Si hay una hora para entrar en Marrakech, es a las siete de la tarde. Refresca, y la ciudad se ilumina para recibir al viajero. Llegar a la Koutoubía con la caída de la noche no puede ser lo mismo que hacerlo a mediodía. Y eso crea cierta predisposición en el ánimo de uno hacia [...]

Si hay una hora para entrar en Marrakech, es a las siete de la tarde. Refresca, y la ciudad se ilumina para recibir al viajero.

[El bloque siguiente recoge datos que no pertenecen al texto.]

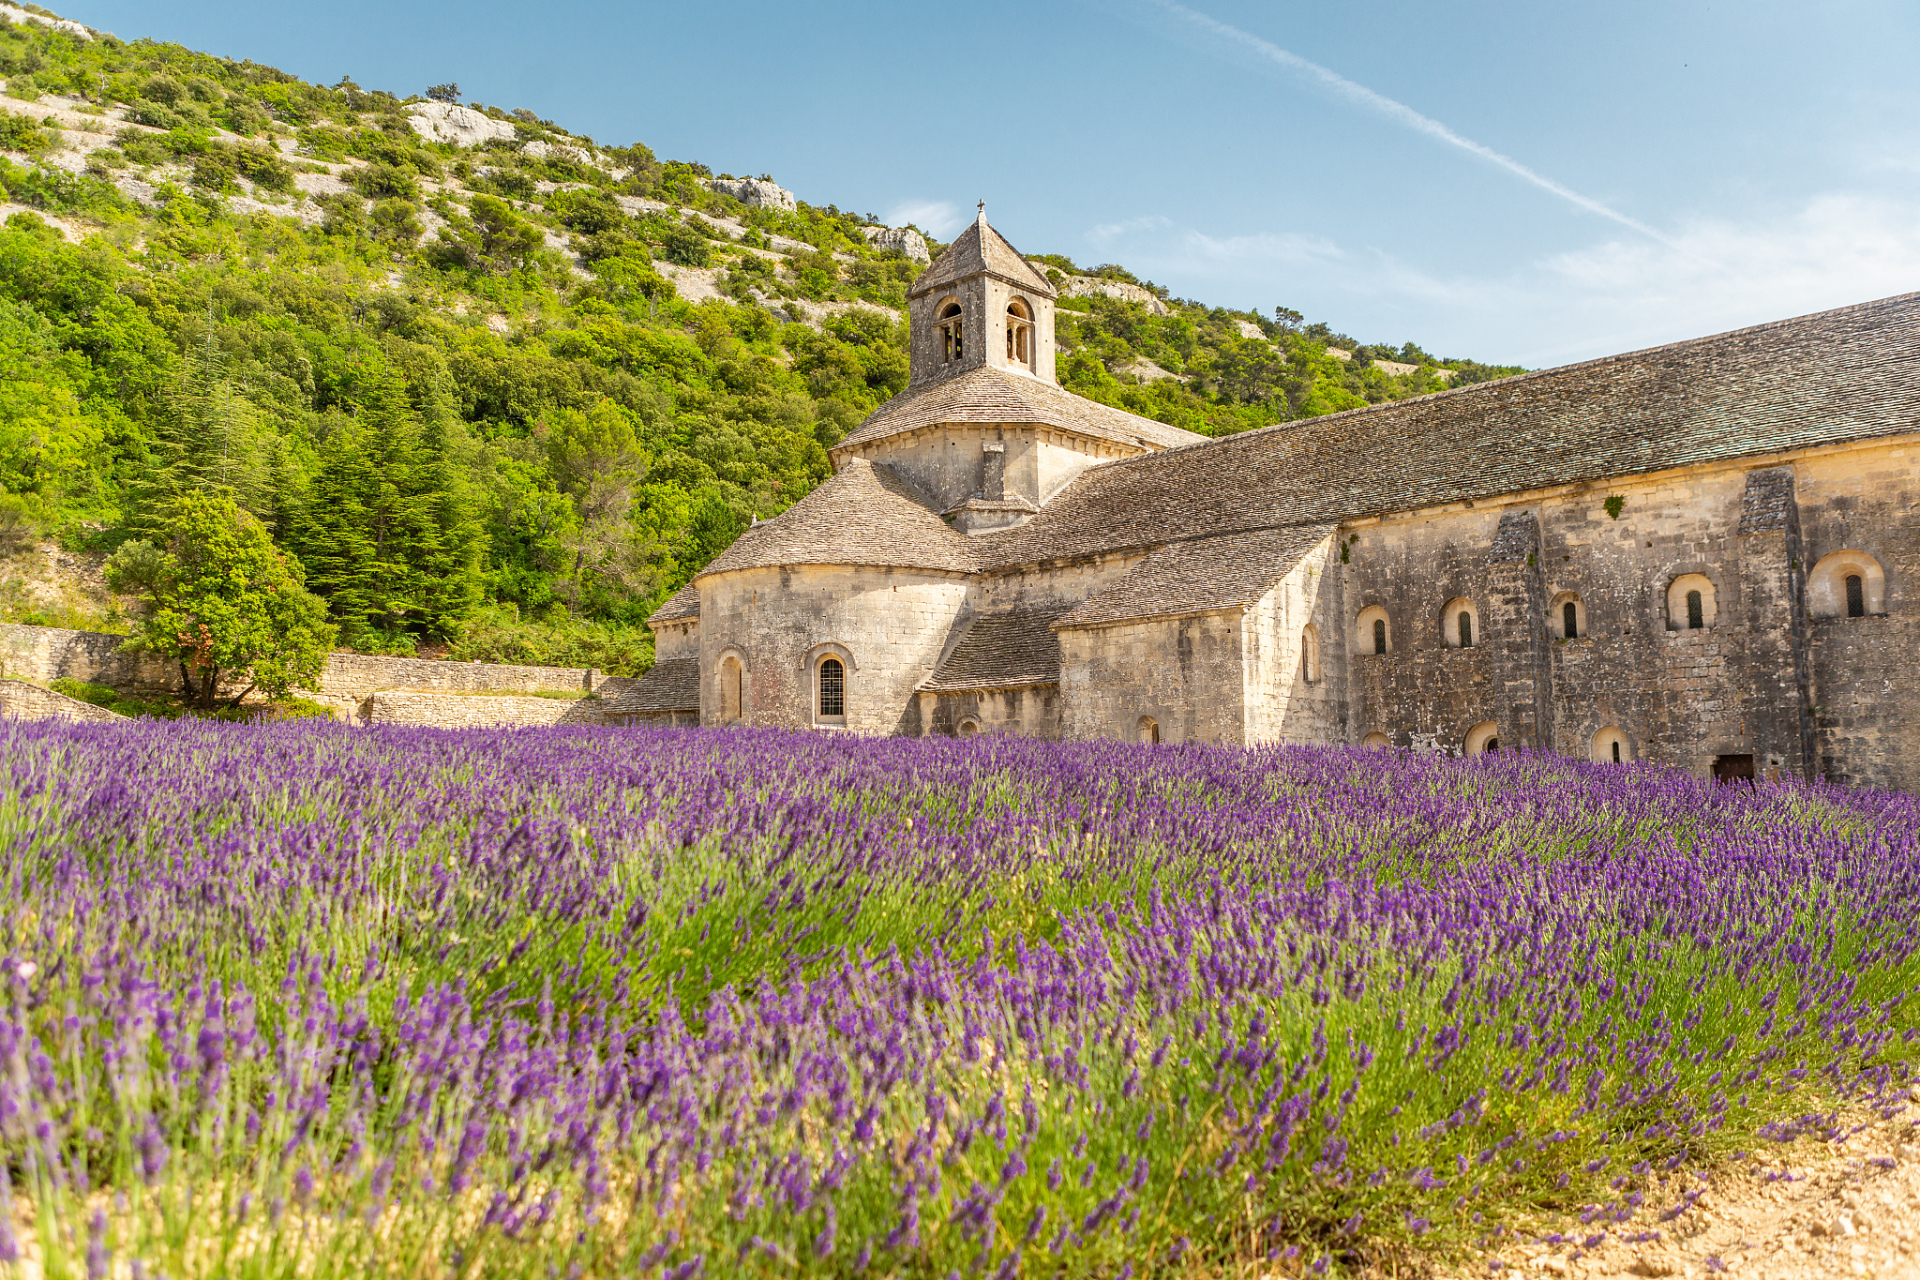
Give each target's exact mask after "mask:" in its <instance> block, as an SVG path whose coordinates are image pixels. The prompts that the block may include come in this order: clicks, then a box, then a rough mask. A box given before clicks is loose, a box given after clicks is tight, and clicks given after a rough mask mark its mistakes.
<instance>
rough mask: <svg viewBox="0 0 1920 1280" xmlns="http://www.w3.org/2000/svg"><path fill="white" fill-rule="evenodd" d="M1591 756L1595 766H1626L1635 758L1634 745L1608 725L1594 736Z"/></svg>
mask: <svg viewBox="0 0 1920 1280" xmlns="http://www.w3.org/2000/svg"><path fill="white" fill-rule="evenodd" d="M1590 756H1592V760H1594V764H1626V762H1628V760H1632V758H1634V745H1632V743H1628V741H1626V735H1624V733H1620V731H1619V729H1615V727H1613V725H1607V727H1605V729H1601V731H1599V733H1596V735H1594V741H1592V750H1590Z"/></svg>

Llegar a la Koutoubía con la caída de la noche no puede ser lo mismo que hacerlo a mediodía. Y eso crea cierta predisposición en el ánimo de uno hacia esta ciudad. Marrakech, desde el primer momento, me gusta.

El viaje desde Rabat ha sido cómodo, fácil y rápido. Con ayuda de Máximo y Robert, encuentro aparcamiento para Paquita y alojamiento para mí a un tiro de piedra de la Plaza Yamaa el Fna. Cambio algo de dinero. Localizo un café donde escribir. Me entero de dónde desayunar. Y dónde comer. Me afano por dotarme de rutina lo antes posible.

Por la mañana, a las nueve en punto, llego a la entrada del hotel Club Med, frente a la Koutoubía, y Máximo y Robert ya están allí. A Máximo lo conocí hace varios años, en Madrid, pero no habíamos vuelto a vernos desde entonces. Es puntual, educado y elegante como un caballero inglés. Viste camisa – por supuesto, de manga larga-, chaleco de punto color hueso con cuello en pico, pantalón de entretiempo, zapatos cómodos de piel marrón y sombrero de ala corta. Amenaza lluvia, y trae consigo un paraguas negro con mango de madera. Ya digo, un tipo elegante, que se mueve por la Medina de Marrakech con soltura de habitante. Porque lo es.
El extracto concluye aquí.